Women and men around the world today have been celebrating International Women's Day, which has been observed now for nearly 100 years.
And how things have changed in the past century. In 1907, New Zealand and Finland were the only countries where women had full voting rights. In the United States, women didn't get the vote until 1920. It took all the way until 1971 for Swiss women to gain suffrage. Most recently, in 2005, Kuwaiti women at last gained access to the ballot box. And now, for the first time, a woman is a credible candidate for U.S. president.

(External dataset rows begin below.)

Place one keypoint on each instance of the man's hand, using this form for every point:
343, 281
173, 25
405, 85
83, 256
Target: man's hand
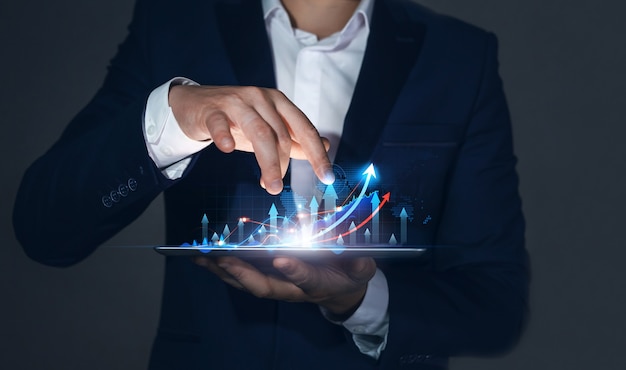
338, 285
256, 120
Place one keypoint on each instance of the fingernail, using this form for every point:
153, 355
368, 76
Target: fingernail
329, 177
277, 186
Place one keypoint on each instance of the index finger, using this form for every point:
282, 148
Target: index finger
306, 135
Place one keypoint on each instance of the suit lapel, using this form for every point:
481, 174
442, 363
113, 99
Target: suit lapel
392, 50
244, 35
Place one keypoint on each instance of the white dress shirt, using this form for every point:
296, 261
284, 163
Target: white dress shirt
319, 77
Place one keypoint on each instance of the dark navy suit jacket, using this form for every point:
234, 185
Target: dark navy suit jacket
428, 108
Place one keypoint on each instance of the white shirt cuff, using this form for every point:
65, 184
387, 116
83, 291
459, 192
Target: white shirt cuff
369, 324
167, 144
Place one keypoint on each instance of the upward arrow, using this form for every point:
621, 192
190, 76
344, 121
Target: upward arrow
226, 232
205, 227
273, 213
375, 219
313, 207
403, 232
330, 199
240, 231
370, 173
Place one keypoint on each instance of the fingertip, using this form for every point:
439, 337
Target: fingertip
326, 174
275, 187
225, 144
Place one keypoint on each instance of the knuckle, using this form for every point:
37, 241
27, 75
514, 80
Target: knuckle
264, 292
264, 132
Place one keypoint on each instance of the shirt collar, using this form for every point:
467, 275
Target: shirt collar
363, 11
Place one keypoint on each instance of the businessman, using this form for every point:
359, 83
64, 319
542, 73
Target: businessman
210, 102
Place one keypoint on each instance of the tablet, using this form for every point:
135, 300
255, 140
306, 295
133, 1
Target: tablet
269, 251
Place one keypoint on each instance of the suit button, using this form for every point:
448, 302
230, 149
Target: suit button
123, 190
115, 196
132, 184
106, 200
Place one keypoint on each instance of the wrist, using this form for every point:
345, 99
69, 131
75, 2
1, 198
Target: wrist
341, 308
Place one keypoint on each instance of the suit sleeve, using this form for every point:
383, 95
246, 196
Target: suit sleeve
472, 299
98, 177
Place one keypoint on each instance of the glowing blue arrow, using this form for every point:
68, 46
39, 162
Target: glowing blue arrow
352, 234
392, 240
370, 173
240, 231
205, 227
375, 220
403, 233
226, 233
273, 213
313, 207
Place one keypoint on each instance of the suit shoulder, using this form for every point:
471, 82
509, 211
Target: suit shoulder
441, 25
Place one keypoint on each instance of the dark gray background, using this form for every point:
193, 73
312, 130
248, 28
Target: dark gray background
563, 66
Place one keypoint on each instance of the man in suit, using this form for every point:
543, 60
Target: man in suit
382, 81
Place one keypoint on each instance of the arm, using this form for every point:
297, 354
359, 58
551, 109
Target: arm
99, 176
61, 211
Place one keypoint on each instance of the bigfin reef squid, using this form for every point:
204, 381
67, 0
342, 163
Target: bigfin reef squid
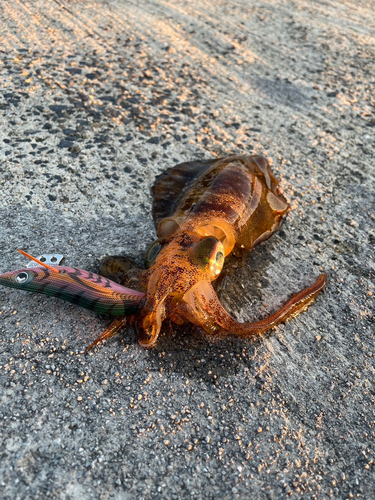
203, 211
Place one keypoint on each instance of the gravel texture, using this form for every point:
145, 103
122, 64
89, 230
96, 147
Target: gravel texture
96, 99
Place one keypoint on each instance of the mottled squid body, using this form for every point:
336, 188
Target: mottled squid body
203, 211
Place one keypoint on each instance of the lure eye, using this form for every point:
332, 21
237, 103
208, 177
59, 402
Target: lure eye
152, 252
21, 277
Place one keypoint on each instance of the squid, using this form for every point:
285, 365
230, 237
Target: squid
203, 211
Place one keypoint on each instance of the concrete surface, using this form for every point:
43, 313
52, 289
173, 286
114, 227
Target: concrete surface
96, 99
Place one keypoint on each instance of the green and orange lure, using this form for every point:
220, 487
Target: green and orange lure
203, 211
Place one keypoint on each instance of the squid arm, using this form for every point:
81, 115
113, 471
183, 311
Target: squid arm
203, 308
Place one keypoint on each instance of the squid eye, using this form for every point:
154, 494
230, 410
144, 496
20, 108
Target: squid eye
219, 257
152, 252
22, 277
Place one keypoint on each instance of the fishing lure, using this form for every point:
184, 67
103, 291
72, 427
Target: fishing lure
203, 211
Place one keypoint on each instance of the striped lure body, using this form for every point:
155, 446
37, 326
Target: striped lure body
76, 286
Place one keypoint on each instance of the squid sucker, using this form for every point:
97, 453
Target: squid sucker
203, 211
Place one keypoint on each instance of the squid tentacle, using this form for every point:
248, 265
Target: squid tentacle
203, 303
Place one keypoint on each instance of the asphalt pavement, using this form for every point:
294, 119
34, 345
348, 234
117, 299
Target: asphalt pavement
96, 99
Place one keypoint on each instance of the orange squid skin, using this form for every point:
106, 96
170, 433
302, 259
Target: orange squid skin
204, 211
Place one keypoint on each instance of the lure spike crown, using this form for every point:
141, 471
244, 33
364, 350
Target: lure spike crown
38, 261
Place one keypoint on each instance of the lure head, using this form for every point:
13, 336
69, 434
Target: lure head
23, 279
185, 260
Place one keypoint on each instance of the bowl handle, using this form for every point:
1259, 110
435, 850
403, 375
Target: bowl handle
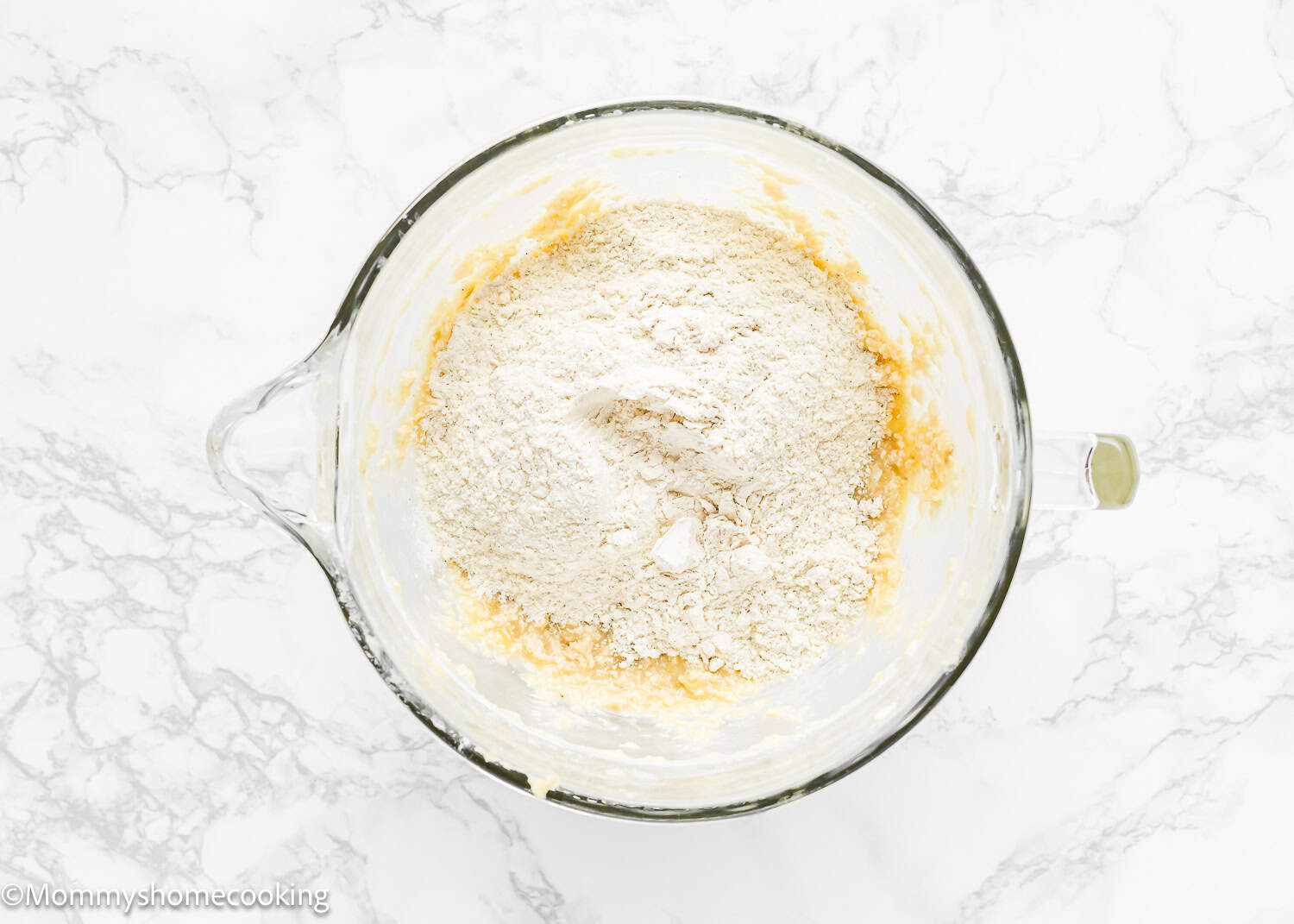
274, 449
1084, 471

I often reflect on how life has so radically changed for women in my own family. Neither of my grandmothers, who lived in India, had a high school education. One got married at age 13 and had her first child at 16. My mother was able to attain a college degree in India, and by the time she was the age that I am now, she was a married stay-at-home mom in the United States with two kids. Today, I am a woman who has a graduate degree, works a full-time job, and is nowhere close to having kids.
How fast women's roles have been changing!
As we reflect on achievements, though, let's not forget that much work still needs to be done. Today, sixty million girls are not in school. Preferences for sons has led to gender imbalances in parts of India and China. And in sub-Saharan Africa, women's lower social status is causing them to get infected with HIV in higher numbers than men.
It all makes me wonder: In 2107, how will women be doing?